Find the area of the surface generated by revolving the curve \( y=\sqrt{2 x-x^{2}}, 0.5 \leq x \leq 1.25 \), about the \( x \)-axis. The area of the surface generated is \( \square \) square units. (Type an exact answer, using \( \pi \) as needed.)

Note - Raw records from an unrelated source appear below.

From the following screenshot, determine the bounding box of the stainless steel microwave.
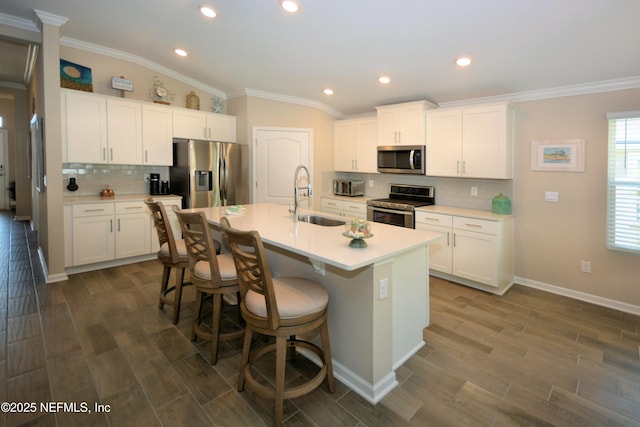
[378,145,426,175]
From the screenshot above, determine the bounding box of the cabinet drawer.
[344,202,367,218]
[453,216,498,235]
[116,202,149,215]
[416,211,453,227]
[322,198,344,210]
[73,203,114,218]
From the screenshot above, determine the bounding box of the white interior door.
[253,128,312,207]
[0,130,10,210]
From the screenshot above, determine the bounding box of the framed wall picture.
[60,59,93,92]
[531,139,585,172]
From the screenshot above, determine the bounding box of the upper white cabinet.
[426,103,513,179]
[61,90,107,163]
[61,89,173,165]
[333,118,378,173]
[142,104,173,166]
[173,108,237,142]
[102,98,142,165]
[376,101,434,145]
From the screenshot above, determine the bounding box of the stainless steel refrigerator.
[169,139,248,209]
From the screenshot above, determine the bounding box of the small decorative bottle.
[187,91,200,110]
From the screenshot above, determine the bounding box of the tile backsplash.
[322,172,513,211]
[62,163,169,196]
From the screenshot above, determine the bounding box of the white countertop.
[64,194,182,205]
[189,203,439,271]
[416,205,513,221]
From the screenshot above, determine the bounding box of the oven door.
[367,206,414,228]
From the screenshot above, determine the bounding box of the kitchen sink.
[298,214,346,227]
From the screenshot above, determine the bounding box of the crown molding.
[227,88,344,119]
[60,37,227,99]
[0,12,40,33]
[33,9,69,27]
[438,76,640,108]
[0,81,27,90]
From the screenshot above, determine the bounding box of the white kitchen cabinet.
[115,202,151,259]
[142,104,173,166]
[102,97,142,165]
[72,203,115,266]
[61,90,107,163]
[416,210,513,294]
[333,118,378,173]
[322,197,367,219]
[426,103,513,179]
[61,89,173,166]
[173,108,237,142]
[376,101,435,146]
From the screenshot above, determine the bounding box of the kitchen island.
[188,204,438,404]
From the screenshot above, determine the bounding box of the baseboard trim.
[513,276,640,316]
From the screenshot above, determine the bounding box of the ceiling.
[0,0,640,116]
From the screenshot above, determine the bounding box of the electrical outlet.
[378,277,389,301]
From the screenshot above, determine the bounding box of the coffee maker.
[149,173,162,196]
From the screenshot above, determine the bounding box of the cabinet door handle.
[464,222,482,228]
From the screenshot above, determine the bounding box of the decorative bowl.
[342,218,373,248]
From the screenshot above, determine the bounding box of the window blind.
[607,111,640,254]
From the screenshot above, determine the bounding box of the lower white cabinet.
[114,202,151,259]
[322,197,367,219]
[64,198,181,267]
[416,211,513,293]
[71,203,115,265]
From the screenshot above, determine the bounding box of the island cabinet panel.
[376,101,435,146]
[416,210,513,294]
[426,103,513,179]
[173,108,237,142]
[333,118,378,173]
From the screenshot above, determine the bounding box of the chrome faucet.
[293,165,311,222]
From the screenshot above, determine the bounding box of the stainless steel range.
[367,184,436,228]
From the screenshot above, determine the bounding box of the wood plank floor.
[0,212,640,427]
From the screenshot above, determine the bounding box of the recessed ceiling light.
[200,4,218,18]
[456,56,471,67]
[280,0,300,13]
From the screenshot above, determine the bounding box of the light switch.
[544,191,560,203]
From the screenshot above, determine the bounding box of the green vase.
[491,193,511,215]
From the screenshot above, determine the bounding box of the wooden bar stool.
[144,197,190,324]
[173,206,243,365]
[220,217,335,426]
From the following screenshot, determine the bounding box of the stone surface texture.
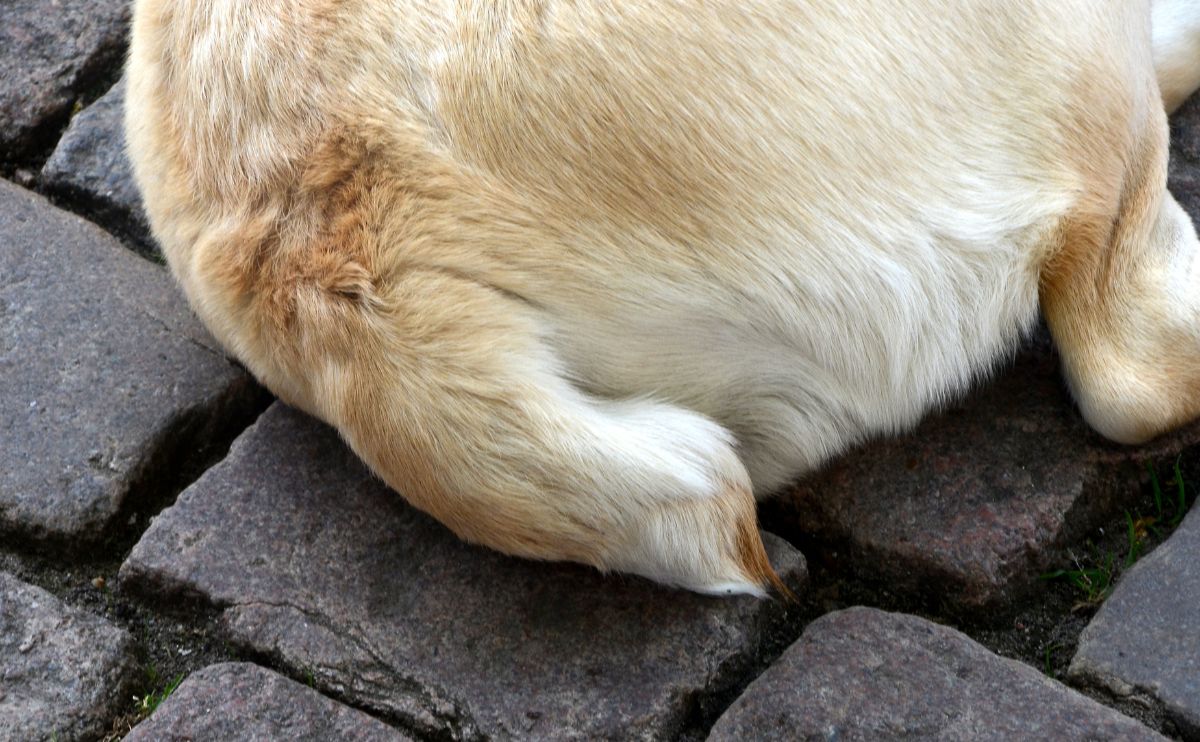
[763,333,1200,614]
[709,609,1164,742]
[0,572,136,742]
[42,79,155,252]
[121,405,806,738]
[1070,507,1200,740]
[125,663,408,742]
[0,0,130,161]
[0,181,259,543]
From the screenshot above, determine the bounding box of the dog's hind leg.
[1151,0,1200,113]
[1040,97,1200,443]
[313,268,779,594]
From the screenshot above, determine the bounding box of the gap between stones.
[7,410,1196,742]
[0,377,271,728]
[763,447,1200,738]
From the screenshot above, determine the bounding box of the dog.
[126,0,1200,596]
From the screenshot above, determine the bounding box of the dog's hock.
[1046,192,1200,443]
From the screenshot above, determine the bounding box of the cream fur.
[126,0,1200,594]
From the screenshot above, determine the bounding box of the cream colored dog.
[127,0,1200,594]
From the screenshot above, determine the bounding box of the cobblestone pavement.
[0,0,1200,742]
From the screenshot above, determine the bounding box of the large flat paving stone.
[763,333,1200,607]
[0,0,130,162]
[0,572,137,742]
[125,663,409,742]
[709,609,1165,742]
[1070,508,1200,740]
[120,405,806,738]
[41,78,155,253]
[0,181,260,545]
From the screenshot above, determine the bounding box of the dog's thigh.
[1152,0,1200,112]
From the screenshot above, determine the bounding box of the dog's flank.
[127,0,1200,594]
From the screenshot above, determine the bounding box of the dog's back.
[127,0,1200,592]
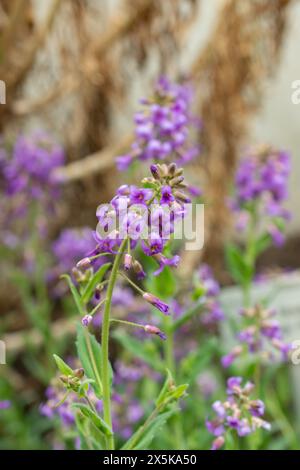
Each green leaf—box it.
[53,354,73,376]
[171,298,206,331]
[113,330,165,372]
[155,369,174,406]
[147,266,177,299]
[72,403,112,436]
[61,274,85,317]
[122,406,178,450]
[81,263,111,304]
[225,244,253,285]
[254,233,272,256]
[76,323,106,398]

To find the area of the surface generated by revolving the curve \( y = \sqrt{2x - x^2} \) from \( x=0.5 \) to \( x=1.25 \) about the \( x \)-axis, we can use the formula for the surface area of revolution: \[ A = 2\pi \int_a^b y \sqrt{1 + \left( \frac{dy}{dx} \right)^2} \, dx \] First, we need to differentiate \( y \) with respect to \( x \): \[ y = (2x - x^2)^{1/2} \] Using the chain rule: \[ \frac{dy}{dx} = \frac{1}{2\sqrt{2x - x^2}}(2 - 2x) = \frac{1 - x}{\sqrt{2x - x^2}} \] Next, we compute \( 1 + \left( \frac{dy}{dx} \right)^2 \): \[ \left( \frac{dy}{dx} \right)^2 = \frac{(1 - x)^2}{2x - x^2} \] \[ 1 + \left( \frac{dy}{dx} \right)^2 = 1 + \frac{(1 - x)^2}{2x - x^2} = \frac{(2x - x^2) + (1 - 2x + x^2)}{2x - x^2} \] \[ = \frac{1}{2x - x^2} \] Thus, we have: \[ \sqrt{1 + \left( \frac{dy}{dx} \right)^2} = \frac{1}{\sqrt{2x - x^2}} \] Now we can put this into our surface area formula. Remember to multiply by \( y \): \[ A = 2\pi \int_{0.5}^{1.25} \sqrt{2x - x^2} \cdot \frac{1}{\sqrt{2x - x^2}} \, dx = 2\pi \int_{0.5}^{1.25} 1 \, dx \] Evaluate the integral: \[ A = 2\pi \left[ x \right]_{0.5}^{1.25} = 2\pi \left( 1.25 - 0.5 \right) = 2\pi \cdot 0.75 = \frac{3\pi}{2} \] Thus, the area of the surface generated is \( \frac{3\pi}{2} \) square units.